A Chinese fusion reactor heated hydrogen gas to 90 million degrees last week, a temperature three times hotter than the core of the sun.
"The breakthrough puts China one step ahead in the global race to harness a new, artificial kind of solar energy for clean and unlimited energy, the researchers claim,"
the South China Morning Post reported.
The experiment was conducted at the Institute of Physical Science in Hefei, capital of Jiangsu province, and maintained the high temperature for 102 seconds.
Popular Mechanics explained that the institute's Experimental Advanced Superconducting Tokamak (EAST) is shaped like a doughnut, and uses magnetic fields to control the plasma fields it facilitates.
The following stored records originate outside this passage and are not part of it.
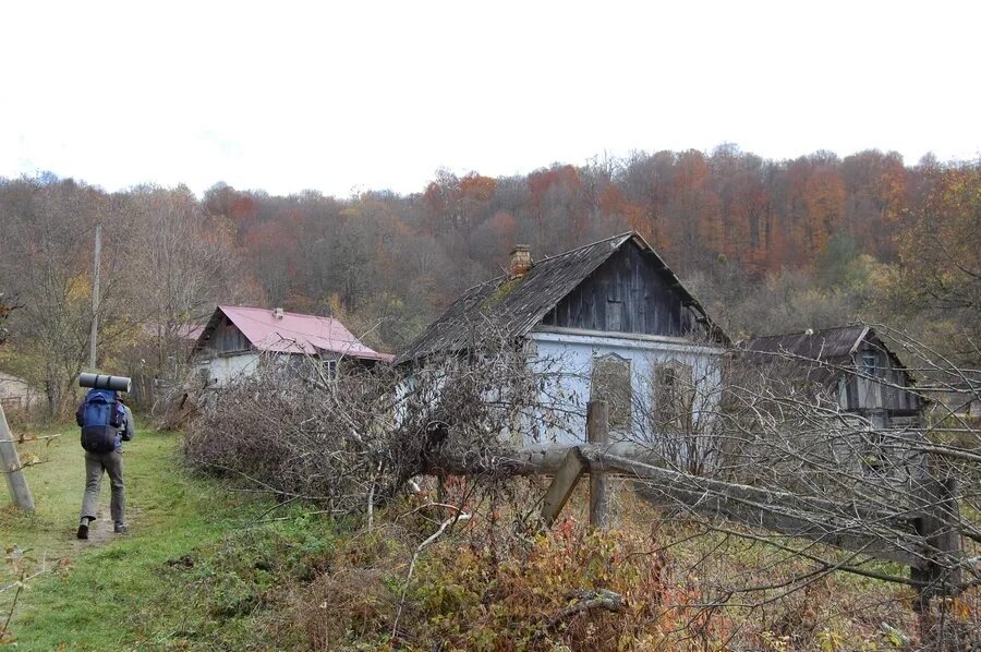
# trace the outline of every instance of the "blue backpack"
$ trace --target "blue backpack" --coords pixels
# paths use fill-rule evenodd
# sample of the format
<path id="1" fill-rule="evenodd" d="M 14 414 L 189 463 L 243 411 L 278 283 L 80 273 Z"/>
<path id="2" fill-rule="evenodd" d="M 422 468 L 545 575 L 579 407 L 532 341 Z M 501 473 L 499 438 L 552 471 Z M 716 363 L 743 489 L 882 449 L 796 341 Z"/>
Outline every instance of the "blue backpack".
<path id="1" fill-rule="evenodd" d="M 75 411 L 75 423 L 82 427 L 82 448 L 89 452 L 116 450 L 119 428 L 126 413 L 111 389 L 90 389 Z"/>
The publication pointed out that while "other fusion experiments have reached up into the billions of degrees and ion colliders like the LHC have been known to reach into the trillions," the Chinese experiment was important because of how long the 90 million-degree plasma was maintained.
"One of the chief barriers to practical nuclear fusion," it explained, is "keeping plasma around and under control for a long enough time."
Other reactors of a similar design have only maintained plasma at similarly high temps for about 20 seconds.
In Germany, the Wendelstein X-7 Stellarator nuclear reactor has conducted high-temperatures plasma tests lasting just fractions of a second. The Stellarator is much more sophisticated, however, and it's designed to eventually ramp up to maintain plasma for 30 minutes.